I am building a business networking site. Each user will have own network of contacts, like on LinkedIn. So there will be his direct contacts (1st level), contacts of his contacts (2nd level) and 3rd level contacts.
I am not sure what would be the best way to get information about entire user network to 3rd degree level.
I have tried many things:
-I created for each friend connection a new row in mysql database (id | userid | friendid). Than did query SELECT * FROM network WHERE userid=$userid, than with PHP while loop and query for each friend to get all contacts of user friends and than again the same to get 3rd level.
-all 1st level friends in 1 field as text (separate them with : and than use PHP explode). Than do similar same to get 2nd and 3rd level.
-again for each 1st level friend connection a separated row but all 2nd and 3rd contacts into 1 field as text (id | userid | friendid | networkoffriend (separate 2nd level with ":" and 3rd level with ";" ).

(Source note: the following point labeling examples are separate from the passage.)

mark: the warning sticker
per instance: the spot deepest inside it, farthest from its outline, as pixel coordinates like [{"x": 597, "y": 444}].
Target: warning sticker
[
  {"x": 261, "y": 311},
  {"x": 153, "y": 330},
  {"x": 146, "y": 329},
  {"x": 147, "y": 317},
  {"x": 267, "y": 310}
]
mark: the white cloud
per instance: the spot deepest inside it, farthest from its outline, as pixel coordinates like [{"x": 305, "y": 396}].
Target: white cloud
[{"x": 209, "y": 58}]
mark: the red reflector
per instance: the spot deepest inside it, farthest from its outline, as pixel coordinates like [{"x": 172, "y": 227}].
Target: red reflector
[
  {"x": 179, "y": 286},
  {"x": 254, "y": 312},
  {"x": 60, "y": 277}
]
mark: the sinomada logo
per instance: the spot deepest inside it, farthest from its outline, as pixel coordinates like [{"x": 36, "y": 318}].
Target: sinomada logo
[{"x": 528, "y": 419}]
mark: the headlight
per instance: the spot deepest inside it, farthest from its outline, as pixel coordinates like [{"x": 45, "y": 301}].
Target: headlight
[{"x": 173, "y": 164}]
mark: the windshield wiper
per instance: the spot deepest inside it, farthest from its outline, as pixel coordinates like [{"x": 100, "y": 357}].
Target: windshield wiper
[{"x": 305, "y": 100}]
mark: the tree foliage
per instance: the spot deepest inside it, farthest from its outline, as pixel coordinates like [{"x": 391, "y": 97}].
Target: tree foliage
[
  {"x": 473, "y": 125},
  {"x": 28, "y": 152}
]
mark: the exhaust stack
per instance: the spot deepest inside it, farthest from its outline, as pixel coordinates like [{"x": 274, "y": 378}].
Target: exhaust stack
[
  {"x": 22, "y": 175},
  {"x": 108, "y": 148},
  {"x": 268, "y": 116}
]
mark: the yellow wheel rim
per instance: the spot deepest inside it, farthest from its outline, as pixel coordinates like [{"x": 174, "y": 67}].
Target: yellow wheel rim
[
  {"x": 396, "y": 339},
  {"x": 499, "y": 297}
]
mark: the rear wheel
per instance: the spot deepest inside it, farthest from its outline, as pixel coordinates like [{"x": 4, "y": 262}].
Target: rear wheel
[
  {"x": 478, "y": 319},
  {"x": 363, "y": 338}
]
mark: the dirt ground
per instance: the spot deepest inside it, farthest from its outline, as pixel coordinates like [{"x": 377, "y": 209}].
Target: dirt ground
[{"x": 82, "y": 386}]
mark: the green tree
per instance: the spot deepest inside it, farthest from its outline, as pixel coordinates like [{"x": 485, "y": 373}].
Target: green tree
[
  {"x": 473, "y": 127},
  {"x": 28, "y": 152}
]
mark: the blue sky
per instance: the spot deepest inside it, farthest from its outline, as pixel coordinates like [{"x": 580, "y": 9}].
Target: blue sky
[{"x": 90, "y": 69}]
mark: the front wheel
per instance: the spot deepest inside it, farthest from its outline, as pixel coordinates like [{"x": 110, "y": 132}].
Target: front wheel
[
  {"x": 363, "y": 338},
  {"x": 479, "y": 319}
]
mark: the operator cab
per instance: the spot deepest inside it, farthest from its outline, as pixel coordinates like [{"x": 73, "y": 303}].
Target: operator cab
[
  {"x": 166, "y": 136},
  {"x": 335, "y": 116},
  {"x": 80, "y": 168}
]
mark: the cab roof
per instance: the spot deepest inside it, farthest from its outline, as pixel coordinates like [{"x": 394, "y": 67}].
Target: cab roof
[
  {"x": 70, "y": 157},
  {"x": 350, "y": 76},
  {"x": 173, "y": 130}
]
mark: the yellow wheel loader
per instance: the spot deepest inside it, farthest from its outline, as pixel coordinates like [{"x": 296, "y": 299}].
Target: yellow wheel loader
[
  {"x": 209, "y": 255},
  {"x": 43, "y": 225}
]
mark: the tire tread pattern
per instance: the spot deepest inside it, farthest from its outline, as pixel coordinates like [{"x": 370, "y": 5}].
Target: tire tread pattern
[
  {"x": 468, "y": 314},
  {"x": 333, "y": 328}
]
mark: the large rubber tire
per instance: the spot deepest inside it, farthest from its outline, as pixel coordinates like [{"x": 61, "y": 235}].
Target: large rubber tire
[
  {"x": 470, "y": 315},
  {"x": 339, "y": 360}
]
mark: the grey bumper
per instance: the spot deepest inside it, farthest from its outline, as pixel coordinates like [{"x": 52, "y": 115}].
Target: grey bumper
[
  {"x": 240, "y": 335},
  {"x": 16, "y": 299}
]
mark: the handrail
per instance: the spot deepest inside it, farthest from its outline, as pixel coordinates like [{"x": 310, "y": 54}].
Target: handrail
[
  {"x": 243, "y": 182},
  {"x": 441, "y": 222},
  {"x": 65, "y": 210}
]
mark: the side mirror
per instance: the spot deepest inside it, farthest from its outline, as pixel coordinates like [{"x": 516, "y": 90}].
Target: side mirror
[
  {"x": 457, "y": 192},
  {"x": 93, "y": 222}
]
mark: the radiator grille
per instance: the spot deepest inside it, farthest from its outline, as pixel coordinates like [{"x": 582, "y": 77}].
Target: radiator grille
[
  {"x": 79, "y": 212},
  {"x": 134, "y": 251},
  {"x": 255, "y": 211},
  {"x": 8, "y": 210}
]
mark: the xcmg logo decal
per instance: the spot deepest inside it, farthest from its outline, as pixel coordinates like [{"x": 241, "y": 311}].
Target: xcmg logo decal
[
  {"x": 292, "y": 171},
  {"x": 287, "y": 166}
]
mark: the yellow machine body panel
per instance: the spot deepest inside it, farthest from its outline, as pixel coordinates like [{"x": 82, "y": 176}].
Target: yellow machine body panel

All options are far too slow. I have no idea how LinkedIn, Xing and other business social networking sites are doing this because if each user has 100 friends than there is 1mio users in 3rd level.
Has anybody any idea?
Thanks a lot!
Or you could show those 3rd level contacts who are friends with 2 of more 2nd level contacts.
i'm not even going to try to guess how large professional networking sites store their data
for someone who is just starting out, however, the "(userid | friendid)" model works fine
rather than doing a query, then looping over the results and doing a subsequent query for each row, you should be doing a self-join
and yes, if each user has 100 friends, the network can get very large, so you will have to give some thought to exactly what kind of results are practical to show to a user -- and showing all 1,000,000 3rd-level contacts doesn't sound very practical
Thank you, I will try also self-join. Is there any other way I should try?
I mentioned 1,000,000 3rd-level contacts because this will be related also to search and I need to display a number of results. But I am not sure if it is even possible to realize this with basic solutions, if not I will use only 2nd level contacts.
I tried the below code and this took the longest time. Actually it didn't stop loading. Did I make anything wrong?
mysql_query("SELECT friendid FROM friends WHERE userid IN ( SELECT friendid FROM friends WHERE userid=203)") or die(mysql_error());
did you declare any indexes?
no, I am not sure what should be indexed.
okay, please do a SHOW CREATE TABLE for the table